Order, Supreme Court, Bronx County (Fernando Tapia, J.), entered on or about March 2, 2017, which denied plaintiff's motion for partial summary judgment on the issue of liability on his Labor Law § 240(1) claim, unanimously reversed, on the law, without costs, and the motion granted.

Plaintiff established entitlement to judgment as a matter of law on the issue of liability where he was injured during the course of his employment when a reel of electrical wire weighing 500 to 1,000 pounds fell and struck his foot. Workers were rolling the reel up two wooden planks for loading onto a van when it fell, and although there are questions as to whether plaintiff was actually involved in moving the reel, plaintiff demonstrated that he sustained injuries from the falling reel due to absence of an adequate safety device (see Runner v New York Stock Exch., Inc., 13 NY3d 599 [2009]; Aramburu v Midtown W.B., LLC, 126 AD3d 498 [1st Dept 2015]).

Defendants and third-party defendants (collectively defendants) fail to raise a triable issue of fact. They contend that issues exist as to whether a forklift was available onsite, and whether plaintiff was a recalcitrant worker for failing to use it despite being aware of it (see Cahill v Triborough Bridge & Tunnel Auth., 4 NY3d 35 [2004]). However, even if a forklift was available and plaintiff was aware of it, defendants have not offered evidence showing that he was actually instructed to use it (see Noor v City of New York, 130 AD3d 536, 540 [1st Dept 2015], lv dismissed 27 NY3d 975 [2016]; Vacca v Landau Indus., 5 AD3d 119 [1st Dept 2004]). Rather, it is undisputed that plaintiff's foreman had instructed the workers to move the reel as they did, and to the extent defendants rely on the testimony of plaintiff's employer that plaintiff was not to blindly follow the foreman's instructions, such overlooks the realities of construction work (see DeRose v Bloomingdale's Inc., 120 AD3d 41, 47 [1st Dept 2014]).

Nor is there a triable issue as to whether plaintiff was the sole proximate cause of the accident. Even assuming that plaintiff did assist in moving the reel and in the course of doing so, removed his hand from the reel, such was not the sole proximate cause of the accident, as he was not provided with an adequate safety device to hoist the reel in the first instance (see Serowik v Leardon Boiler Works Inc., 129 AD3d 471 [1st Dept 2015]).

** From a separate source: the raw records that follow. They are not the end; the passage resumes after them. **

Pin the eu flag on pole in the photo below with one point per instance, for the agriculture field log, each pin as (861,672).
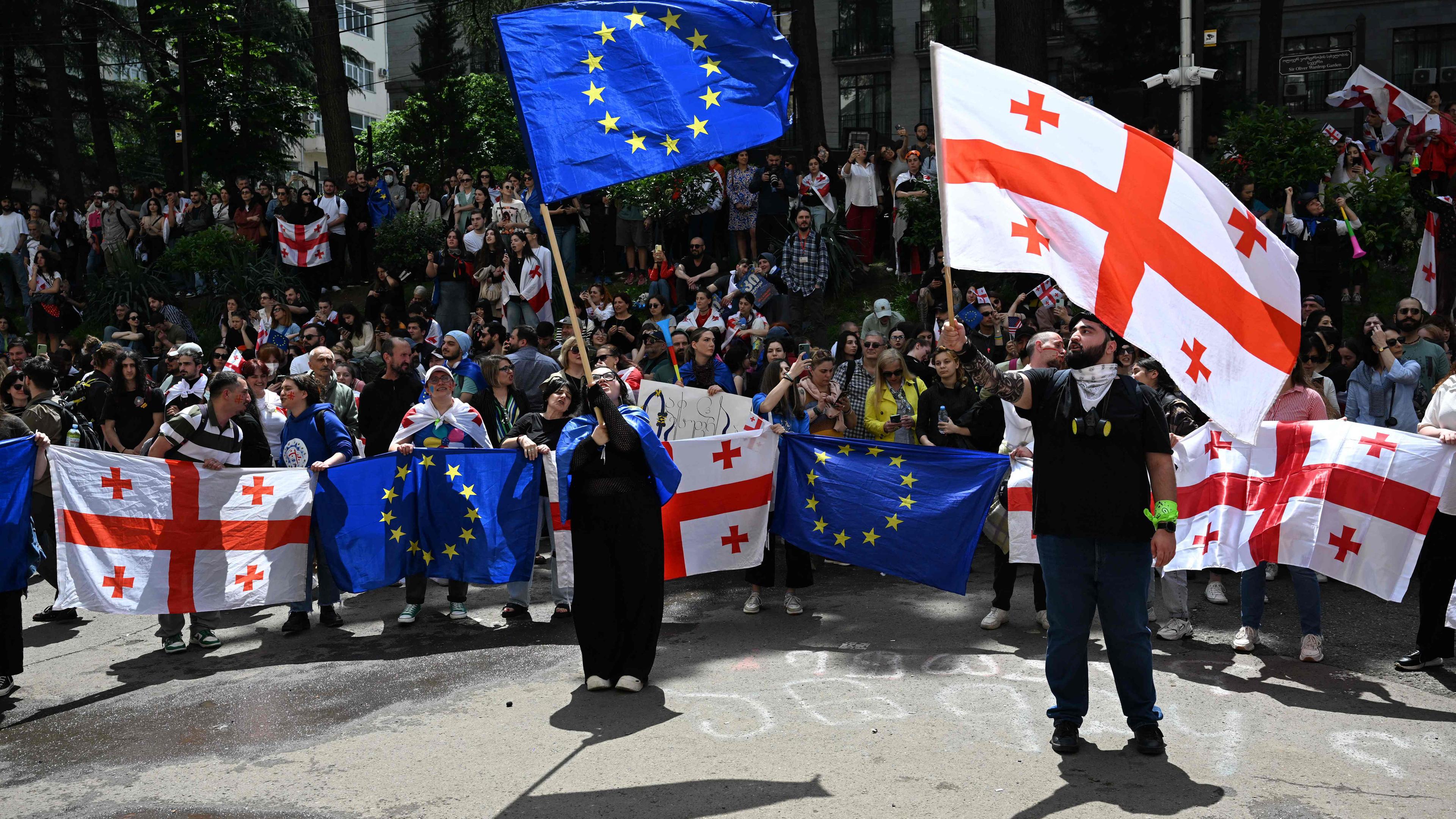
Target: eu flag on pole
(455,513)
(909,511)
(18,467)
(610,93)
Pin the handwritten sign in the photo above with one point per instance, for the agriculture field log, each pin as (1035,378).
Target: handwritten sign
(679,413)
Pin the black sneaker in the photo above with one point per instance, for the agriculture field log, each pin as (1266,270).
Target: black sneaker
(50,614)
(1149,739)
(1419,661)
(1065,736)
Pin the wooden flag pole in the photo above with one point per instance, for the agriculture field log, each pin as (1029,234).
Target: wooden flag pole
(571,302)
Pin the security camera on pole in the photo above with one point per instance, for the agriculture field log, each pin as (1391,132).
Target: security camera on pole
(1186,76)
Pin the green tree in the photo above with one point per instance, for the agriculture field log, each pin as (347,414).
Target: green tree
(471,124)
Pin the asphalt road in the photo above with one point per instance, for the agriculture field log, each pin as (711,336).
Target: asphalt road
(883,698)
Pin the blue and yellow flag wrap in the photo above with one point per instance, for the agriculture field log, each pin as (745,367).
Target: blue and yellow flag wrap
(909,511)
(610,93)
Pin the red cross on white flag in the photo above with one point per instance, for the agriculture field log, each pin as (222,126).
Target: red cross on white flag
(1349,500)
(1036,181)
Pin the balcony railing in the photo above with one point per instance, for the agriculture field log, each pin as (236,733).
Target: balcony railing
(858,44)
(960,34)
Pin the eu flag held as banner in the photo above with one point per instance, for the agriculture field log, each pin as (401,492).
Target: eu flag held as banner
(610,93)
(464,515)
(915,512)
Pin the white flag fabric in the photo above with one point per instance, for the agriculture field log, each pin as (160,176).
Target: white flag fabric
(1036,181)
(1347,500)
(1368,89)
(1425,285)
(305,245)
(143,535)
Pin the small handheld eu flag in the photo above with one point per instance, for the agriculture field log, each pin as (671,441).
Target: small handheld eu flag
(610,93)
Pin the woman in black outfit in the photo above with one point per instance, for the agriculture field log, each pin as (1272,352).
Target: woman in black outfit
(617,480)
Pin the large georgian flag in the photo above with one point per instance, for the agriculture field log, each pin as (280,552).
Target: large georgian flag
(143,535)
(1347,500)
(1036,181)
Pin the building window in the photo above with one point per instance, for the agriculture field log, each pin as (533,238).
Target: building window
(1318,85)
(1425,47)
(362,72)
(864,102)
(357,18)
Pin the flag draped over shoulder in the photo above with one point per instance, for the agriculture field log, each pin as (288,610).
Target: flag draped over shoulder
(18,467)
(1036,181)
(456,513)
(1347,500)
(909,511)
(610,93)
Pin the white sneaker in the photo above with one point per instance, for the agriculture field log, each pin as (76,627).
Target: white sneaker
(995,618)
(1247,639)
(1175,629)
(1213,592)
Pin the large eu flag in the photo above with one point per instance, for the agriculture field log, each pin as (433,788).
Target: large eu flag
(909,511)
(455,513)
(610,93)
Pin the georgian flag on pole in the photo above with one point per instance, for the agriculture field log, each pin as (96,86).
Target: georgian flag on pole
(1425,286)
(143,535)
(305,245)
(1347,500)
(1036,181)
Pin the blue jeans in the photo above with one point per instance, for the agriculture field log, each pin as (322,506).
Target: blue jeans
(1307,594)
(328,591)
(1107,576)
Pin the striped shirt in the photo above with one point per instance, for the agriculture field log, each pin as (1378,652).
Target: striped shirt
(197,445)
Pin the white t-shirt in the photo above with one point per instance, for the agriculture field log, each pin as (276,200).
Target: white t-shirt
(333,207)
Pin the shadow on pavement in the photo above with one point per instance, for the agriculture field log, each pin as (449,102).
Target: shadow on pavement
(1142,786)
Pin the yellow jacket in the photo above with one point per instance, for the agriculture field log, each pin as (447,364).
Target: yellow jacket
(875,416)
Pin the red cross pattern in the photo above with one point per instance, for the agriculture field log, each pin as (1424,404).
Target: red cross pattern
(727,454)
(1034,113)
(185,534)
(734,538)
(117,484)
(1337,484)
(249,577)
(117,581)
(1034,240)
(1136,240)
(1246,223)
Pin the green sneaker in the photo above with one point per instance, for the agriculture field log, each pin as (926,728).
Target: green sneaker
(206,639)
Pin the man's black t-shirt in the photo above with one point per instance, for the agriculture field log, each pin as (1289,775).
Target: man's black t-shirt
(1092,487)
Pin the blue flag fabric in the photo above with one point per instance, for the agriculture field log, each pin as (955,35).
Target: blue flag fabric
(18,467)
(909,511)
(458,513)
(610,93)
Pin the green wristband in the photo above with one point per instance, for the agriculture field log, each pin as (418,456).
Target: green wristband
(1164,512)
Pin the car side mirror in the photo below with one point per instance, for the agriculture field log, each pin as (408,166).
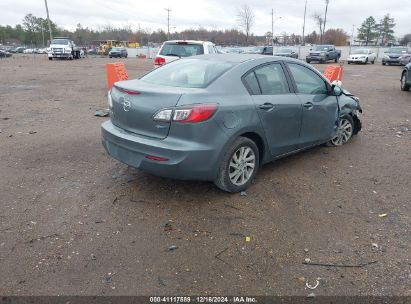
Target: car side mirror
(336,90)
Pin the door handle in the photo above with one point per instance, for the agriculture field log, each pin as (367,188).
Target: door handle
(266,106)
(308,105)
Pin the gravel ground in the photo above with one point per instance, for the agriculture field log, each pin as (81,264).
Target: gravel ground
(77,222)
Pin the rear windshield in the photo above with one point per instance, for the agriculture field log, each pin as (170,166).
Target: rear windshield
(397,50)
(360,51)
(322,48)
(187,73)
(181,50)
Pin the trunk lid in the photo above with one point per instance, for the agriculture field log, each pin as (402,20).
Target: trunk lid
(134,112)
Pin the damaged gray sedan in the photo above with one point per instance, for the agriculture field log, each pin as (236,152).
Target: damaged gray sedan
(220,117)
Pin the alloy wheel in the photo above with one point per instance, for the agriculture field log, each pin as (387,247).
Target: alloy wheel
(344,132)
(241,166)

The contention that Labor Law § 240(1) is inapplicable because the loading of the reel did not fall within the scope of construction work, is unavailing. Although it was not actual construction work, and occurred in the loading area of the construction site, it was still part of the construction project (see Campisi v Epos Contr. Corp., 299 AD2d 4, 6-7 [1st Dept 2002]; see also Prats v Port Auth. of N.Y. & N.J., 100 NY2d 878, 882 [2003]).

Furthermore, plaintiff's motion was not premature. Defendants have not demonstrated how the testimony of plaintiff's coworker would present facts that would "justify opposition to the motion" (Aburto v City of New York, 94 AD3d 640, 641 [1st Dept 2012]; CPLR 3212[f]).

THIS CONSTITUTES THE DECISION AND ORDER OF THE SUPREME COURT, APPELLATE DIVISION, FIRST DEPARTMENT.